The Foreign Investment Committee’s proposed new guidelines to regulate, foreign and local investments had not only caused the Malaysian stock exchange to nosedive in the first two weeks of March, but created uncertainty and anxiety among both foreign and local investors which could greatly dampen the investment climate in the country

Speech (Part 2) by Parliamentary Opposition Leader, DAP Secretary-General and MP for Tanjung, Lim Kit Siang, at the opening of the Pengkalan Kota DAP Branch Annual General Meeting held at DAP Penang Hqrs, Kinta Lane on Monday, 16th March, 1992 at 8 pm.

The Foreign Investment Committee’s proposed new guidelines to regulate, foreign and local investments had not only caused the Malaysian stock exchange to nosedive in the first two weeks of March, but created uncertainty and anxiety among both foreign and local investors which could greatly dampen the investment climate in the country.

Even more serious, the proposed new guidelines of the Foreign Investment Committee (FIC) has raised the fundamental question as to whether it is the National Development Policy (NDP) adopted by Parliament in June last year or the Third Bumiputra Economic Congress resolutions and working papers which is the highest national policy in the country.

This is because the FIC’s proposed new guidelines were drafted not in line with the National Development Policy but in ac¬cordance with the Third Bumiputra Economic Congress decisions.

For instance, the NDP made it very clear from the outset that “while efforts will continue to be made under the NDP to increase Bumiputra ownership, no specific time frame has been set for the attainment
of the equity restructuring of at least 30 per cent. However, by the year 2000, a review of the achievement of this target will be made”.

The Finance Minister, Datuk Seri Anwar Ibrahim, publicly declared that “quantifying goals in a specific sense will not be necessary as it would be contradictory to pursue the traditional notion of the MEP in the context of present policies of liberalisa¬tion, deregulation and privatization”.

The Third Bumiputra Economic Congress, however, disagreed with the NDP and insisted on specific bumiputra corporate percentages.

In fact, the Third Bumiputra Economic Congress even went beyond the New Economic Policy.
For instance, under the NEP, the Gov¬ernment stressed that the 30 per cent bumiputra stake represented
a global figure, and not a micro figure which must be complied by every company.

The Third Bumiputra Economic Congress, however, demanded that the restructuring must not only be macro, but also micro at company level, especially in connection with the requirements’ of the Industrial Co-ordination Act and the Foreign Investment Committee.

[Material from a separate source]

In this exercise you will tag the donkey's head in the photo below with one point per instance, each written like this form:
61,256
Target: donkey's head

Thus, in accordance with the Third Bumiputra Economic Congress and totally against the National Development Policy, the FIC’s draft new guidelines stipulate that companies which had complied with the 30 per cent bumiputra stake would be compelled to restore it to that level should there be subsequent dilution.

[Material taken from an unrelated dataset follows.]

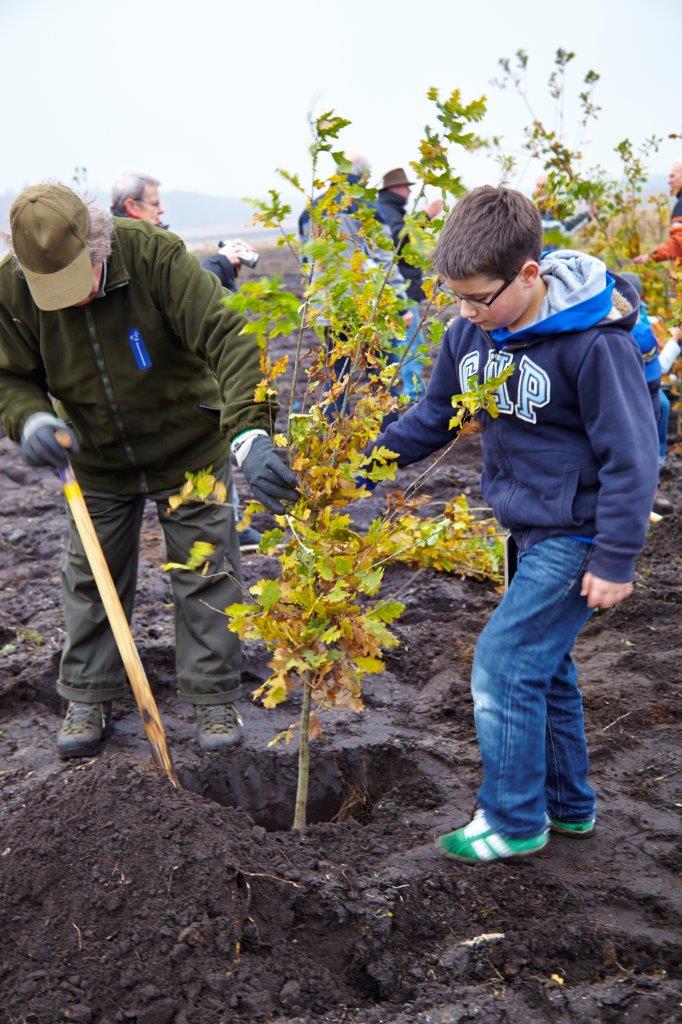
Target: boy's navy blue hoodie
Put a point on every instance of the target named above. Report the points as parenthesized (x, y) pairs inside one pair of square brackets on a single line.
[(573, 451)]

It is most unfair and inequitable to compel companies which had complied with the 30 per cent bumiputra stake to restore it to that level because bumiputras had sold their shareholdings allocated to them, as this will be a never-ending process.

The Government has broken its promise in the Second Outline Perspective Plan 1991-2000 presented
to Parliament in June last year that the Foreign Investment Committee will operate in a ‘liberal manner’, for its proposed new guidelines are even more illiberal compared to the New Economic Policy guidelines.

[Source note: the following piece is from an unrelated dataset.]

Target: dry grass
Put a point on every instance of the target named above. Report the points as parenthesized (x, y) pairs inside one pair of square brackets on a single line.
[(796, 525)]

The MCA and Gerakan Ministers should raise this issue on a matter of urgency on Wednesday’s Cabinet and get a clear clarification and decision from the Cabinet as to which is the highest policy of the country whether it is the National Development Policy adopted by Parliament in June last year or the Third Bumiputra Economic Congress resolutions and working papers in January this year.

If it is the NDP which is the highest policy in the country, then the FIC should be instructed to withdraw its proposed new guide¬lines. If the Cabinet is not prepared to instruct the FIC to withdraw it proposed new guidelines, then the MCA and Gerakan Ministers should explain why they accept the Third Bumiputra Economic Congress resolu¬tions and working papers as a higher authority than the NDP adopted by Parliament itself.